インフレへの心理を醸成した効果は大
黒田バズーカ砲第二弾を冷静に評価する

 黒田日銀総裁の派手なバズーカ砲の効果を冷静に評価するためには、政策の功罪を分析することが必要だ。

 バズーカ砲の大きなメリットは、人々の心の中に、少なくとも一時的に、「デフレが終わって、インフレになるかもしれない」という心理を醸成したことだ。1990年代から今まで、どうしても実現できなかった「デフレから抜け出せるかもしれない」という思いを、人々の心に芽生えさせたのである。
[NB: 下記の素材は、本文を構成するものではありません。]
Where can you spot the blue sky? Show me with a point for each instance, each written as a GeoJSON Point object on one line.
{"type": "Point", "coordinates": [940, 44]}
その功績は評価してよいだろう。

 また、米国経済の回復という幸運にも恵まれたものの、円安傾向を鮮明化させたことで、急激な円高に悩んでいた大手企業の業績を回復させることにも成功した。企業業績の回復で株価が一時大きく上昇したことも、経済にプラスの効果をもたらした。
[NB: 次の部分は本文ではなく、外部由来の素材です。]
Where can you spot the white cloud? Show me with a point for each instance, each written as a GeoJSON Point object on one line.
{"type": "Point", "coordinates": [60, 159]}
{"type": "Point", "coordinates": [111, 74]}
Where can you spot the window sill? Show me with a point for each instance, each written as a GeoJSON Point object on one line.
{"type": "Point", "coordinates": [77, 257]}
 一方、デメリットも多い。物価の上昇ペースが給与水準の上昇ペースよりも早くなったことで、実質ベースの賃金は低下し、一般家庭の生活感は厳しさを増すことになった。

 また、円安の進展によって輸出企業や海外展開を行った大企業の景況感は改善したものの、円安のメリットを享受し難い中小企業の景況感は一向に改善していない。

 株価は上がったものの、そのメリットは株式保有者にしか及ばない。株式保有者の割合の少ない地方では、「モノがよく売れるようになった」という話を聞くことは少ない。中小企業の集積の多い地方の景況感の改善は、取り残されたままだ。

 その結果、全体としてわが国の経済状況は改善しているものの、東京、名古屋、大阪などの都市部と地方の景況感に大きな差ができ上がってしまった。

 その責めを全て金融緩和策に押し付けるつもりはないが、黒田総裁のバズーカ砲の発射で、政府の成長戦略の手が緩むようなことになると、責任の一端は日銀の派手な金融政策にあると言わざるを得ない。